DraftKings is headquartered in Boston.
DraftKings is headquartered in Boston.Charles Krupa/Associated Press

The Boston sports-betting firm DraftKings will wait another few weeks to go public.

The company was poised to have its stock listed publicly as soon as next week, following a key shareholder vote that had been set for Thursday on a merger of DraftKings and two other companies. But that vote is now scheduled for April 23. .

The company is going public without a traditional IPO through the merger, which involves one company that is already publicly traded. That company, Diamond Eagle Acquisition Corp., was formed for the purpose of financing such a deal. The other one, SBTech, is a European company that makes technology for digital sports books.


Once the transaction is complete, the combined company will assume the name DraftKings and retain its leadership team and Boston headquarters.

SBTech was hit March 27 with a ransomware cyberattack that caused it to shut down its data centers, and interrupted service to its clients. Following that, DraftKings and the other companies amended their agreement to require the sellers of SBTech to put $30 million aside to pay out any potential settlements with clients whose businesses were affected by the outage.

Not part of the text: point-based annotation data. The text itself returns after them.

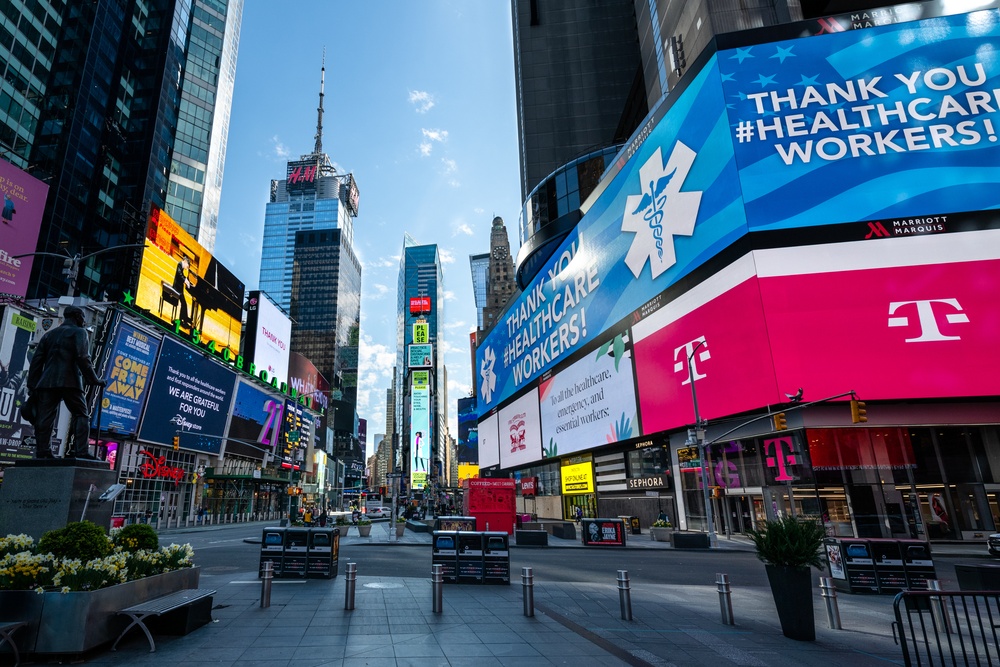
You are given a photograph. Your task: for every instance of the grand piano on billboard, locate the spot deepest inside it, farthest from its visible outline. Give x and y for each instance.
(183, 285)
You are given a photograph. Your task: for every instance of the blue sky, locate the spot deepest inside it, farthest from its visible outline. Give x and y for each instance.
(420, 107)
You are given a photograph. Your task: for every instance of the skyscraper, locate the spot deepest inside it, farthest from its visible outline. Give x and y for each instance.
(420, 277)
(312, 196)
(118, 107)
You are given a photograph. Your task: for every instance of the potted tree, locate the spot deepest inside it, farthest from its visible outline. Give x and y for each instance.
(788, 547)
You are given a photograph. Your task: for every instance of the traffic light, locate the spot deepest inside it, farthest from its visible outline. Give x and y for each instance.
(780, 423)
(858, 412)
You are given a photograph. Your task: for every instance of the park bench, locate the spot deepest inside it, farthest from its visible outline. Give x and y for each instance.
(159, 606)
(7, 630)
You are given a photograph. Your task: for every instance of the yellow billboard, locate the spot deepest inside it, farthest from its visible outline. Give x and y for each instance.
(183, 285)
(577, 478)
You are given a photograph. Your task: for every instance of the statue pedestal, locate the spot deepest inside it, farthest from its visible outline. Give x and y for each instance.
(39, 496)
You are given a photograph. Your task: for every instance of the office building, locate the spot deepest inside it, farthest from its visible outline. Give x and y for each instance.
(312, 196)
(118, 108)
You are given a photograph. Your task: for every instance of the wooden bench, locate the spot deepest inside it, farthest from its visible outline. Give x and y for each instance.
(159, 606)
(7, 630)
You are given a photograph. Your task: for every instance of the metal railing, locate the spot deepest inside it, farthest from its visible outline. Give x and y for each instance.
(948, 627)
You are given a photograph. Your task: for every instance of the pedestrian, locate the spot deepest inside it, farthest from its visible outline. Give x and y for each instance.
(59, 368)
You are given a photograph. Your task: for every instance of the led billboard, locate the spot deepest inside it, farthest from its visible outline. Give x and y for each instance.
(16, 330)
(590, 403)
(520, 431)
(257, 419)
(128, 374)
(420, 436)
(268, 337)
(190, 394)
(23, 204)
(183, 285)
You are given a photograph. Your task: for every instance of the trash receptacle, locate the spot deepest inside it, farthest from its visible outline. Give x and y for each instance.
(496, 558)
(296, 552)
(918, 563)
(444, 552)
(889, 570)
(470, 557)
(322, 555)
(272, 547)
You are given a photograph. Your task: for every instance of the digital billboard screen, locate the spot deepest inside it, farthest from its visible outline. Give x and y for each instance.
(190, 394)
(257, 418)
(590, 403)
(16, 331)
(268, 337)
(180, 280)
(129, 374)
(23, 205)
(468, 431)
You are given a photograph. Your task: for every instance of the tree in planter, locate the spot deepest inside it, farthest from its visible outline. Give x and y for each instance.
(787, 548)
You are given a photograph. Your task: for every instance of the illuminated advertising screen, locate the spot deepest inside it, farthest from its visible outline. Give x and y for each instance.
(420, 436)
(180, 280)
(269, 336)
(128, 374)
(520, 431)
(16, 331)
(468, 431)
(420, 356)
(257, 419)
(23, 205)
(489, 441)
(591, 403)
(190, 395)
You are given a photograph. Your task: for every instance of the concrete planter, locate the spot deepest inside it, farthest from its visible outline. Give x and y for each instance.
(78, 622)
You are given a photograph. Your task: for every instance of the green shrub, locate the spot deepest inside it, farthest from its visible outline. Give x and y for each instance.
(137, 536)
(789, 542)
(83, 540)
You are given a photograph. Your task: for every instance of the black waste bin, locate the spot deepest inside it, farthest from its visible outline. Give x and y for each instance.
(296, 553)
(889, 570)
(324, 543)
(444, 552)
(918, 563)
(272, 547)
(470, 557)
(496, 558)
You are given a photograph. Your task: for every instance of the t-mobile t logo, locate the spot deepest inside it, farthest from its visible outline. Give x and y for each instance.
(928, 319)
(684, 352)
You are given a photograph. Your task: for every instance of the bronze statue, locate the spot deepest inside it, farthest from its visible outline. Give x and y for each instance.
(58, 369)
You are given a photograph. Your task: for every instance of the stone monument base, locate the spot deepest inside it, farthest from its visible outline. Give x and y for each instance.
(39, 496)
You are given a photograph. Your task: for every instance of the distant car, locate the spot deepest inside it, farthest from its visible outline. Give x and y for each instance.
(993, 544)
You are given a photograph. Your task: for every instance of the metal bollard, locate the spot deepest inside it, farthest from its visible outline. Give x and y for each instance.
(725, 598)
(828, 591)
(437, 587)
(350, 581)
(939, 608)
(624, 595)
(528, 588)
(265, 584)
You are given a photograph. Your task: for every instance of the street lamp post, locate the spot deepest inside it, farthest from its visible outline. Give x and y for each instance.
(699, 439)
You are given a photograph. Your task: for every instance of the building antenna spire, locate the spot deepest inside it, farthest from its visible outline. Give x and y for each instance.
(318, 149)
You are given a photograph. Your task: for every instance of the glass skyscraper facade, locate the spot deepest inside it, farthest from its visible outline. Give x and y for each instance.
(98, 100)
(420, 276)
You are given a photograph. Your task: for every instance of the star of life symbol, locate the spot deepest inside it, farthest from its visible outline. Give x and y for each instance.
(661, 209)
(486, 372)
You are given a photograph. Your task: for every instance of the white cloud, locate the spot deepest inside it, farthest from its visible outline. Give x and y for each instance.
(279, 150)
(421, 100)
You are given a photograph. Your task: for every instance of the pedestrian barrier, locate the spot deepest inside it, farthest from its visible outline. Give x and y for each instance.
(936, 627)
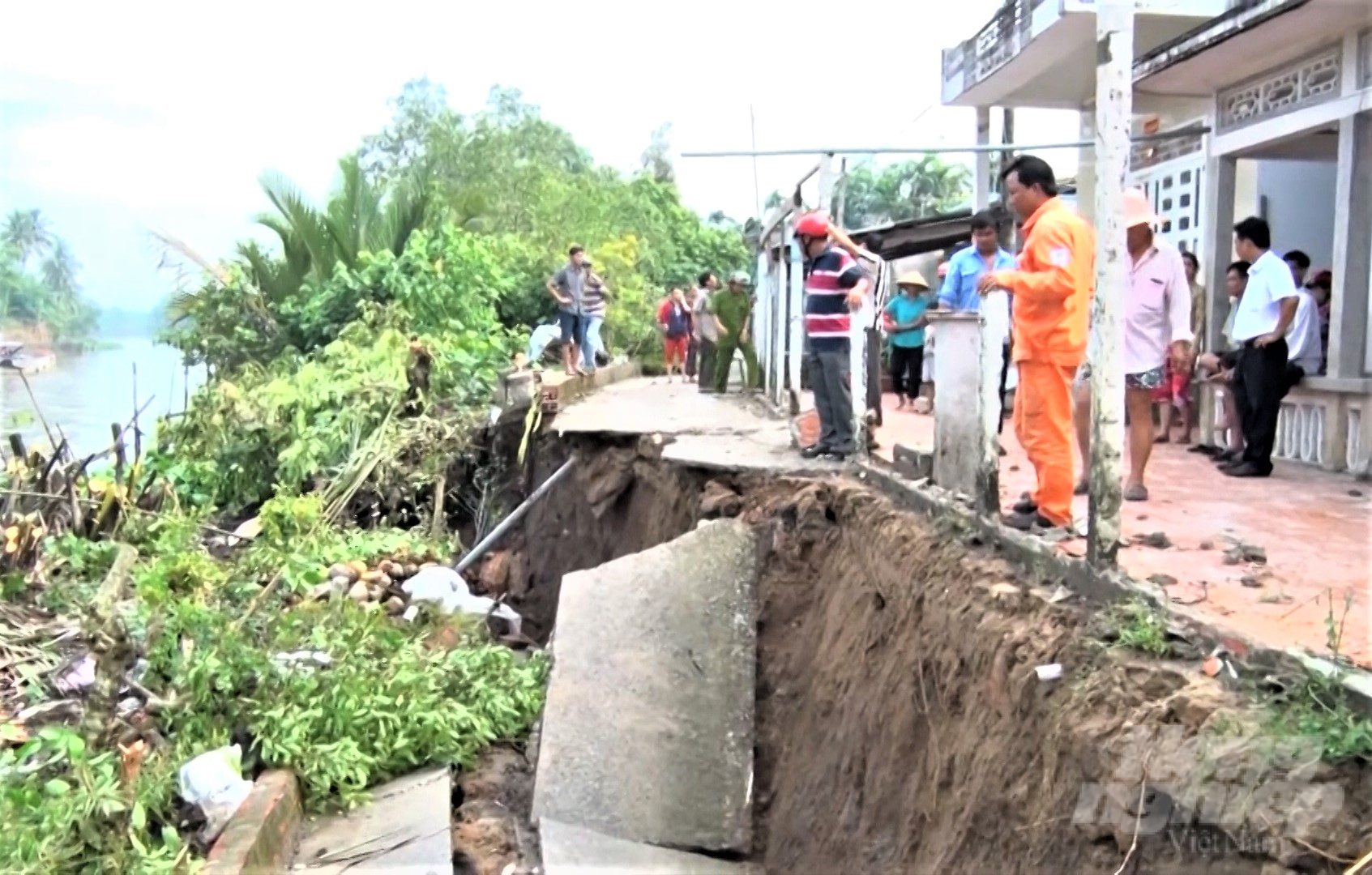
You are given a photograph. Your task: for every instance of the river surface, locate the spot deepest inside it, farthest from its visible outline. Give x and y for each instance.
(85, 392)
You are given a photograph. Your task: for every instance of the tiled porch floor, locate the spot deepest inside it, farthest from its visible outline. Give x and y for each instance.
(1314, 527)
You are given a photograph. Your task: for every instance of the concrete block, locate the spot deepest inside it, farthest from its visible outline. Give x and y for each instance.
(648, 730)
(572, 851)
(404, 829)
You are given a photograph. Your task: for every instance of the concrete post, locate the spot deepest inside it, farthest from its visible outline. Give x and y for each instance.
(1114, 99)
(766, 306)
(795, 314)
(827, 182)
(981, 170)
(1220, 187)
(1350, 356)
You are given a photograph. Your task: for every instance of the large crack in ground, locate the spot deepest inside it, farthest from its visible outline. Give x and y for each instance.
(902, 726)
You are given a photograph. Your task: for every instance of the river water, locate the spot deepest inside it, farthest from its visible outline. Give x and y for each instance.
(84, 394)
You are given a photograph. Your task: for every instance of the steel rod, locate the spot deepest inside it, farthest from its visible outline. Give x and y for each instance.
(504, 526)
(938, 150)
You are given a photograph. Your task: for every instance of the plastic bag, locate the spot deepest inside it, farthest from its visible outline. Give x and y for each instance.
(214, 782)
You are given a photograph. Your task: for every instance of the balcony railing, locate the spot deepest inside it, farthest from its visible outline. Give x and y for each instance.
(1158, 152)
(994, 45)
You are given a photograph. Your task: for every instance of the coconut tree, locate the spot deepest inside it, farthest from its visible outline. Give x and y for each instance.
(29, 232)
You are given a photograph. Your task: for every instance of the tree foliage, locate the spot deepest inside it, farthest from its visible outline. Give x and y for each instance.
(903, 191)
(39, 285)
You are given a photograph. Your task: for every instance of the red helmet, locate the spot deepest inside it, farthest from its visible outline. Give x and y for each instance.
(813, 225)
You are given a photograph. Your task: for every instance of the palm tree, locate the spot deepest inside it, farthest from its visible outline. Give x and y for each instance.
(29, 232)
(360, 217)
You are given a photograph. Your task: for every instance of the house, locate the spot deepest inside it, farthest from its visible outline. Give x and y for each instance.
(1276, 102)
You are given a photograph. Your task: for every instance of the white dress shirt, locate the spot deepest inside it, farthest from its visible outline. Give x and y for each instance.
(1304, 342)
(1260, 309)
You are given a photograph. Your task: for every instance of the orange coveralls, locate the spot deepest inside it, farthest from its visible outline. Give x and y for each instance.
(1053, 290)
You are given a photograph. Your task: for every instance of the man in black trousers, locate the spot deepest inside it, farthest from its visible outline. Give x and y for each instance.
(1260, 326)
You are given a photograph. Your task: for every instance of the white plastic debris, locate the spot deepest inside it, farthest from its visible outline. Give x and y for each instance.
(447, 589)
(75, 677)
(214, 782)
(305, 659)
(1049, 672)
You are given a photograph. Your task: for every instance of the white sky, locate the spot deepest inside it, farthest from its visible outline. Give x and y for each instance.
(120, 117)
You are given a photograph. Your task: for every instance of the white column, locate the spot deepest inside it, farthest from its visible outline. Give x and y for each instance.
(1350, 356)
(1087, 164)
(981, 170)
(1114, 99)
(827, 182)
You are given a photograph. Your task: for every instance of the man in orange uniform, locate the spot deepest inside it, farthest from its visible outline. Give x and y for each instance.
(1053, 290)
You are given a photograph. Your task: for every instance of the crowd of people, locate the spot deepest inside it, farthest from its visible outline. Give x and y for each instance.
(1273, 336)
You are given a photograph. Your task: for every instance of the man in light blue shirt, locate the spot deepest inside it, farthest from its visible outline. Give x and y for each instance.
(965, 271)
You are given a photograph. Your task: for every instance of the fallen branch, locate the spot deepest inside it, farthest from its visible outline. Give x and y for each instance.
(1138, 821)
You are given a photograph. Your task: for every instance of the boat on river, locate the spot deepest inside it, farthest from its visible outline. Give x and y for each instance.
(15, 356)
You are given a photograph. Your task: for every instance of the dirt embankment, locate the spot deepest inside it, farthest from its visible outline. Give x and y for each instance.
(903, 728)
(619, 500)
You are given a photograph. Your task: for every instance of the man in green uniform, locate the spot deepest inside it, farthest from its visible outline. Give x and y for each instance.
(733, 313)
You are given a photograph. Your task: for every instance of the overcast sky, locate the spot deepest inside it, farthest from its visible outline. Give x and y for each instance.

DraftKings has said the combined company would be valued at $3.3 billion and have $500 million on hand as it seeks to expand its position in what ― before the economic uncertainty surrounding COVID-19 ― had been a fast-growing field.

In a statement, the company said it remains “on track to close in April.” The statement said the delay was because of the logistical challenges of carrying out the process in the face of " COVID-19 restrictions that continue to evolve."